To date, the primary care patient experience survey has had a national average completed response rate of 14 percent: 23 percent via email and 6–8 percent via SMS. There are a number of ways to improve response rates:
There are three related issues of overall sample size:
The number of people needed to respond per practice only needs to be between 30 and 50 for the responses to be useful. Because we are starting with a large sample size (in August, 16,600 people across the five pilot PHOs were invited to participate) the current response rate is statistically valid. In the patient comments section, a much lower number of comments, eg, five or ten with a common thread is also considered valid.

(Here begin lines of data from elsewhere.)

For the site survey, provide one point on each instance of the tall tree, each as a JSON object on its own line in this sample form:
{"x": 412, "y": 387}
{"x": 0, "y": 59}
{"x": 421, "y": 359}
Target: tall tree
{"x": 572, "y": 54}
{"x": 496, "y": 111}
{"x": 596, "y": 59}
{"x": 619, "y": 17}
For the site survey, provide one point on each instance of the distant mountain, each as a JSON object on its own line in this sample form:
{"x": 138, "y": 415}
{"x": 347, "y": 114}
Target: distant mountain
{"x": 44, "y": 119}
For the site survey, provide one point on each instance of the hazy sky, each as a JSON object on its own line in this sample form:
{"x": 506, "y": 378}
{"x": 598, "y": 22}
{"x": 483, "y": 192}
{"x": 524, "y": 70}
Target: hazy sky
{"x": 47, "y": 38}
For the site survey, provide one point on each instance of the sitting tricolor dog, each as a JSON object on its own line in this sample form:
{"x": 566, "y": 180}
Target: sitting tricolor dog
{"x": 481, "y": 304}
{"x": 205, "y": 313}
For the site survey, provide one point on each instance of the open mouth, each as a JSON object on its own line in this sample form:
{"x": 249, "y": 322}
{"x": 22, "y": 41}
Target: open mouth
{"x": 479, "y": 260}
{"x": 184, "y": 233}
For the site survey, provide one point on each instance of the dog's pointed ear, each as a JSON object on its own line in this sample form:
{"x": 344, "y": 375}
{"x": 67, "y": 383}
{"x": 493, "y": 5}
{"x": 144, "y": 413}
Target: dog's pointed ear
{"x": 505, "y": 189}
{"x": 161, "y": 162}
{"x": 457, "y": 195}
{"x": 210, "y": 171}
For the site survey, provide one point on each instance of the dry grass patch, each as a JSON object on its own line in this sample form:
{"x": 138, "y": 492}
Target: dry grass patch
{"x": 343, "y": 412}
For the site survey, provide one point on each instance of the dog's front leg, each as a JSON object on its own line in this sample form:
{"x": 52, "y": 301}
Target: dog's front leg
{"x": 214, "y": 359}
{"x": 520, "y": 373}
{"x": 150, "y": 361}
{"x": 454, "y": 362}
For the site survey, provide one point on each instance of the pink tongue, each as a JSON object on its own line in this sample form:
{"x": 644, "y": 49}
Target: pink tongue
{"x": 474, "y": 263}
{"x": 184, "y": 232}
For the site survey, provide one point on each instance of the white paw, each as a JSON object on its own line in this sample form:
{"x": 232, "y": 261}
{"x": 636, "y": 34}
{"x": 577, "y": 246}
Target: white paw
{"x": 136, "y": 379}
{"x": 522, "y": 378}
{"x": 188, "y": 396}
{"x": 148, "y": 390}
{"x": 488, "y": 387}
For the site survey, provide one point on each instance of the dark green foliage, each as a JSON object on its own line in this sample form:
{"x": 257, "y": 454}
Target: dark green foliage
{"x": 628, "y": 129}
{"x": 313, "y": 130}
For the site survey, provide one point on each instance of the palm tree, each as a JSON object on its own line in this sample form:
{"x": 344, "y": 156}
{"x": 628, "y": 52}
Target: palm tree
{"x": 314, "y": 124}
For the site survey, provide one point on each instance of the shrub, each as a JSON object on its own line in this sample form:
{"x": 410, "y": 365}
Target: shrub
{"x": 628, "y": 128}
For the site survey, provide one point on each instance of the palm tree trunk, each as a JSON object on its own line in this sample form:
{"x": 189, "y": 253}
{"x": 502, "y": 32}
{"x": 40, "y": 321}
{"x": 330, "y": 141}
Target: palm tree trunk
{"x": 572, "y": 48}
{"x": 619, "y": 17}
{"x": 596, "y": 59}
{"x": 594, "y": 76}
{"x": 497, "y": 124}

The second issue is demographic representativeness of responders. The literature is divided as to whether this leads to invalid patterns of responses. There are well established ways of dealing with this through demographic weighting which are set out in the methodology document.
Finally there is the risk that the responders hold unrepresentative views, regardless of their demographic representativeness. This increases with low response rates, however, the Commission has undertaken a study of the attitudes of non-responders for the adult inpatient experience survey in conjunction with Victoria University and found that the attitudes of those who didn’t respond are identical to those of responders. A copy of this report will be published on the Commission’s website.
A primary care patient experience survey governance group has been established to act as the decision making body for the implementation of the survey across PHOs and practices and over the information that it collects. This group meets regularly. The group consists of representatives from PHOs, DHBs, general practices, General Practice New Zealand, the Ministry of Health, consumer group and the Commission.